By changing the 'piece' option you select which shape is currently shown in the editor. The last of these is always an empty grid, so you can add a new piece there.

If you want multiple pieces of the same shape, you should change the 'Amount Max' option to the correct amount. If you were instead to define the identical shapes separately the solver would later treat those tiles as distinct, and therefore solutions that differ only by swapping identically shaped pieces would be treated as distinct as well. If you want to force a certain number of a piece of a shape to be included in every solution, then you can change the "Amount Min" option.

By default, all rotations and reflections of the piece will be allowed. You can select one of the options None/Rotations/Reflections to change this behaviour. Choosing 'None' means that the piece will not be rotated at all, and will be used only in the exact orientation(s) you defined.
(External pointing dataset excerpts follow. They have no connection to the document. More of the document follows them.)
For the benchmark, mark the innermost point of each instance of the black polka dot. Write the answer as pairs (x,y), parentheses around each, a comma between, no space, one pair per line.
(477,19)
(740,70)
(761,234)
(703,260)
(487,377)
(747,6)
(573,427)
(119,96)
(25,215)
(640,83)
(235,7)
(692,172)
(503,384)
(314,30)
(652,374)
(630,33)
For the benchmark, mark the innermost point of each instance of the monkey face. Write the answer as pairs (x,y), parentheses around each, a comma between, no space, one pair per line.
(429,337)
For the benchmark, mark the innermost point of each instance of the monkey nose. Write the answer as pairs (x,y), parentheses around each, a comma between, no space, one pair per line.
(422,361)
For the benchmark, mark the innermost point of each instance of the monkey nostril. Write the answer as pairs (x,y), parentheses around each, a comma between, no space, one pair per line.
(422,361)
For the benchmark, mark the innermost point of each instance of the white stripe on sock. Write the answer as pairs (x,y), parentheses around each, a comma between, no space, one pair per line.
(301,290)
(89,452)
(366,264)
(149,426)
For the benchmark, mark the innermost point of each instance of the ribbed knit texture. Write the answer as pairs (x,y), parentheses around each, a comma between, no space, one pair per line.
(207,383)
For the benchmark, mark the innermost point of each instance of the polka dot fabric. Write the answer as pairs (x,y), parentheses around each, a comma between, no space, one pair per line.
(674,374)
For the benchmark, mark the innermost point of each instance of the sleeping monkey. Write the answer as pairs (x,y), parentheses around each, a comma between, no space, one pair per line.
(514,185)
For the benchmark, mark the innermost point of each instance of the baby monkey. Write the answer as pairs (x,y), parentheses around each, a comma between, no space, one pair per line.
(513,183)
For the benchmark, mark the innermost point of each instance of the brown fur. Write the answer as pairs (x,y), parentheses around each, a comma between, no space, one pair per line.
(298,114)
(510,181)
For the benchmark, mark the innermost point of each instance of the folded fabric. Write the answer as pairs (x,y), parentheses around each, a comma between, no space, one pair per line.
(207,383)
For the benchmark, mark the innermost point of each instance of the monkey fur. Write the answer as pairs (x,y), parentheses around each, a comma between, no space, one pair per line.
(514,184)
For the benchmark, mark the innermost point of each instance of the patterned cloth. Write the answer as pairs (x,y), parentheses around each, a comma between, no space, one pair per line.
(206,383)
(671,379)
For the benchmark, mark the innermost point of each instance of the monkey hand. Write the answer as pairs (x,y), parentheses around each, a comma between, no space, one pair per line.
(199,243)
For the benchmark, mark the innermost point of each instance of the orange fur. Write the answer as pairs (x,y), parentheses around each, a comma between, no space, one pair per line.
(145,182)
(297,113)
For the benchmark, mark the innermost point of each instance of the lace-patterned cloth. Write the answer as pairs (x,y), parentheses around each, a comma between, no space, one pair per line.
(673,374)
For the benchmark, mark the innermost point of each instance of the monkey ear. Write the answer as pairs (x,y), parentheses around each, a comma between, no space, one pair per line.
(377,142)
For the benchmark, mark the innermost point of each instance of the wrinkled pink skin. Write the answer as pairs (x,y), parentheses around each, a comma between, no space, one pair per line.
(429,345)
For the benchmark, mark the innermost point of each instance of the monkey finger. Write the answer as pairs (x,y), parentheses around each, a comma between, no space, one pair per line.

If you wish, you may define the various orientations of a piece yourself. To do this, simply change the 'Orientation' option, and add a new shape for this piece. This can be useful if you want to restrict its rotations in a particular way, or if you want a piece to look different when turned over. See the examples later on.

To clear the current shape in the editor, you can use the 'Delete' button.

Generate

On this screen you can generate sets of pieces. You can create a tile shape, and let the program join together copies of that tile in all possible ways, so generating a complete set of shapes. The list of shapes generated in this way can then be added to the shapes you want to use in your polyform puzzle.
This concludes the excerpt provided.